As Makhlouf demonstrates, immigrants were already excluded from many public-health benefits, and it's telling that the ACA solidified rather than eroded that exclusion.

Excluding immigrants from health care is bad for immigrants, but it also threatens public health more generally. Makhlouf describes the case of Elena (a pseudonym), a poultry worker in Iowa without employer-provided health care, who "came to the United States from Guatemala with her husband and young children to escape gang violence." Elena becomes sick with tuberculosis but can't afford the fee to see a doctor; she can't even afford to take a day off work. When she doesn't get treatment, though, that also puts her co-workers, friends, and family at risk.
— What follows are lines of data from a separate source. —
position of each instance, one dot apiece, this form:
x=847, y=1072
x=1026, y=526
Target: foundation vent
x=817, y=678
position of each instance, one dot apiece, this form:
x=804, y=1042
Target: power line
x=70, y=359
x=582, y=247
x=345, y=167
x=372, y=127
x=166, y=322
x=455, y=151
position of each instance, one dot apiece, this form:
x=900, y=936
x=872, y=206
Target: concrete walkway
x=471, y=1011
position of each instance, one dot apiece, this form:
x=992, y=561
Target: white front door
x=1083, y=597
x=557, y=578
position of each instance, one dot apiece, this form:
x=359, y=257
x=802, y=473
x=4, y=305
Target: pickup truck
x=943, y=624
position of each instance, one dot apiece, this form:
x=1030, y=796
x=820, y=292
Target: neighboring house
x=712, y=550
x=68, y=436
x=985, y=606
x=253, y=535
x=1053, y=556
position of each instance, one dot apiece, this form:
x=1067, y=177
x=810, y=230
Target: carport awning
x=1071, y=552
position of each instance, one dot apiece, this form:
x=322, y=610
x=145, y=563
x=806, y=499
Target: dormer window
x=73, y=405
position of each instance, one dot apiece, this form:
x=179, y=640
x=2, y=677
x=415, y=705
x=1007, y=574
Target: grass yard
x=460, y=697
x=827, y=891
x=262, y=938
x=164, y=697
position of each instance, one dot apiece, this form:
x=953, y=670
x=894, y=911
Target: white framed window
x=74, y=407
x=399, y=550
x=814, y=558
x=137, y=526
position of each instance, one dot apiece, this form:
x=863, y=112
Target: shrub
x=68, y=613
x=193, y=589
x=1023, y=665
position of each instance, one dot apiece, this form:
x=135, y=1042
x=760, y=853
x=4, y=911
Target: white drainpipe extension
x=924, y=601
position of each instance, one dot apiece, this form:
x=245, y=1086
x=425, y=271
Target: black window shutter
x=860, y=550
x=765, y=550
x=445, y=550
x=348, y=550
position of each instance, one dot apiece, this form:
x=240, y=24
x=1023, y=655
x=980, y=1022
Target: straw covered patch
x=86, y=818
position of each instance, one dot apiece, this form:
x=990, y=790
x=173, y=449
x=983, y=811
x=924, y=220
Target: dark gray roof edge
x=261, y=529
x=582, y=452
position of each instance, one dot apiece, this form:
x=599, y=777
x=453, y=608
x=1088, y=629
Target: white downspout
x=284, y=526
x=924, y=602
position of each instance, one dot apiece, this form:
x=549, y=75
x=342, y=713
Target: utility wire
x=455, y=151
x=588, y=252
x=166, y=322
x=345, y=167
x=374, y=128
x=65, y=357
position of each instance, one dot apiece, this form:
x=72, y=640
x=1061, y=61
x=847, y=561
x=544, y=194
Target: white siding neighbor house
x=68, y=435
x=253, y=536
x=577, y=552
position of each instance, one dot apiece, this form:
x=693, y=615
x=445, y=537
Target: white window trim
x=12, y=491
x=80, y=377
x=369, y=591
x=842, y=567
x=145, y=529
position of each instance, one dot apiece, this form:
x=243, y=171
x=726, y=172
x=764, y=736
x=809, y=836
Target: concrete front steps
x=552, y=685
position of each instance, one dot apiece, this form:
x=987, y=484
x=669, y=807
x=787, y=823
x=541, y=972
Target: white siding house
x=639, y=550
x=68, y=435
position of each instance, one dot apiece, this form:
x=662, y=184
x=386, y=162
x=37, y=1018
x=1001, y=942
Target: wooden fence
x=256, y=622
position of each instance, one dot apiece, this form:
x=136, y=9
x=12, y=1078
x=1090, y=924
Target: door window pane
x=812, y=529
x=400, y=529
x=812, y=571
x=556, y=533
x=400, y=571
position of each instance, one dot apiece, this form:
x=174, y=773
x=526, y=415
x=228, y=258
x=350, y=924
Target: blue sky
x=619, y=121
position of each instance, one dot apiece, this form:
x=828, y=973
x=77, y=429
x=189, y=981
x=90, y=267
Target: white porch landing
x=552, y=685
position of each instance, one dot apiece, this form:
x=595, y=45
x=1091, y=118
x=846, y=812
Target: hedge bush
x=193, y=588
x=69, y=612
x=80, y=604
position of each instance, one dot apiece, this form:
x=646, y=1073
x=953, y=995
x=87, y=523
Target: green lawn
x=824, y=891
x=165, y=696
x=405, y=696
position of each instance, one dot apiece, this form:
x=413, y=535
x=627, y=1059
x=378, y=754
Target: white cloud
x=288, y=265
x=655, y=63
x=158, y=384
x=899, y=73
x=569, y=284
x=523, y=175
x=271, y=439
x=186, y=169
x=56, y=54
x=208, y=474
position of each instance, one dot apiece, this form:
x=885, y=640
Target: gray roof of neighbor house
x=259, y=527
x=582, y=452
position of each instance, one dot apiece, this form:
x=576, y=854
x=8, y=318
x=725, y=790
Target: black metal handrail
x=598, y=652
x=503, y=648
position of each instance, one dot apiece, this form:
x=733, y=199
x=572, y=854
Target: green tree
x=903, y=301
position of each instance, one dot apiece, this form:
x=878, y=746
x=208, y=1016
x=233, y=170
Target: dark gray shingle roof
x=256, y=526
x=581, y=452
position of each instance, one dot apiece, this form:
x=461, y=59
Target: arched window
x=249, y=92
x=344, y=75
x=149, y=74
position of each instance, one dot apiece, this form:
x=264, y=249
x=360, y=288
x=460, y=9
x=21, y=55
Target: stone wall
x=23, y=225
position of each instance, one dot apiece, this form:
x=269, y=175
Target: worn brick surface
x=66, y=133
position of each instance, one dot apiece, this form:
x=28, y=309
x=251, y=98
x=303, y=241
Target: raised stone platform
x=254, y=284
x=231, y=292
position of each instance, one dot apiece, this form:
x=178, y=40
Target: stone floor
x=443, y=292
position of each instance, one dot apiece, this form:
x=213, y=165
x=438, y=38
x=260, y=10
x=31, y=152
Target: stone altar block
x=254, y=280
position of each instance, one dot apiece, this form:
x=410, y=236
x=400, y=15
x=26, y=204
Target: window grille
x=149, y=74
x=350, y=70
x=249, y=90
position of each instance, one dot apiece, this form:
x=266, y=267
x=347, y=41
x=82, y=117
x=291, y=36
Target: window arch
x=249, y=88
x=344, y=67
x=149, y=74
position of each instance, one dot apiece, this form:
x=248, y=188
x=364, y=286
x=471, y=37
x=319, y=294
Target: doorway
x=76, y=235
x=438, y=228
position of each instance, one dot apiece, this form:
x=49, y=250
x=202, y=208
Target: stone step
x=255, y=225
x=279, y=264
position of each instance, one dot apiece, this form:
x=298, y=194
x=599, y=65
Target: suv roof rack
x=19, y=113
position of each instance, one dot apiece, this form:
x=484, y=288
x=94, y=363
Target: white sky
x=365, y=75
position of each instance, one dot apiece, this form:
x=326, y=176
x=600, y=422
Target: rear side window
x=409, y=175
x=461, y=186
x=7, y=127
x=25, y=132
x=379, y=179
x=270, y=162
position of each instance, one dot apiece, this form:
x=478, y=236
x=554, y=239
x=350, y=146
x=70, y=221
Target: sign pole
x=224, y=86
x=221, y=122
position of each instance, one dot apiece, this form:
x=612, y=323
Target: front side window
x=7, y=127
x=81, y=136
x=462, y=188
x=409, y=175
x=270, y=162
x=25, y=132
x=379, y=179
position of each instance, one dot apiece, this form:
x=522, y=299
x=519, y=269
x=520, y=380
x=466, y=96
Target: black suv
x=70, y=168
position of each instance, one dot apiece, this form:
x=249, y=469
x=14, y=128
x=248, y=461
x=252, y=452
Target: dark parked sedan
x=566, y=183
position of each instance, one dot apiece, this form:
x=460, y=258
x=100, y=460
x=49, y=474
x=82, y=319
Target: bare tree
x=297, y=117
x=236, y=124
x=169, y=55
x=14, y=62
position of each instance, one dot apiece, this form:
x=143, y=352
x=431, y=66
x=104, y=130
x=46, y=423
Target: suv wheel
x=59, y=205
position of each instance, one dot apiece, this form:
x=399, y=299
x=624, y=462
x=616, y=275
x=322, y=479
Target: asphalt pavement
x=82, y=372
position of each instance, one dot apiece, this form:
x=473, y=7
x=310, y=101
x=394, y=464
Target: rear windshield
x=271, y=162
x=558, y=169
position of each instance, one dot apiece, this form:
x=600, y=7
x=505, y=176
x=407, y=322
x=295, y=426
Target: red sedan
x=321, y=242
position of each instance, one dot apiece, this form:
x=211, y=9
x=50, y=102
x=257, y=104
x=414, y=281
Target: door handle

The exclusion of vulnerable populations such as immigrants from social welfare programs is not exactly a new problem, but Makhlouf is concerned that even new, apparently progressive proposals might also exclude immigrants.

"Health justice," Makhlouf notes, is an analytical framework that shifts the focus from the rights of individuals to the ways that "universal access to affordable health care protects collective as well as individual interests." But are immigrants, she asks, "included in that 'universe?'"

Makhlouf's paper goes through immigrants' legal eligibility for all federal health-care programs, and finds a decidedly mixed picture. Makhlouf also discusses the stigma and fear that keep immigrants from accessing even programs for which they qualify. This latter factor is particularly important, Makhlouf says via email, because it means that simply expanding access to programs like Medicare and Medicaid to more immigrants won't solve the problems.

"One of the weaknesses of a rights-based strategy is that the hyper-focus on rights can diminish attention to factors that enable people to exercise their rights," Makhlouf tells me. "For example, an immigration policy crackdown and anti-immigrant rhetoric at the highest levels of government can dissuade immigrants from accessing health care even if they have the right to subsidized coverage."

In other words, health justice requires immigration justice. All the fights for equity are linked.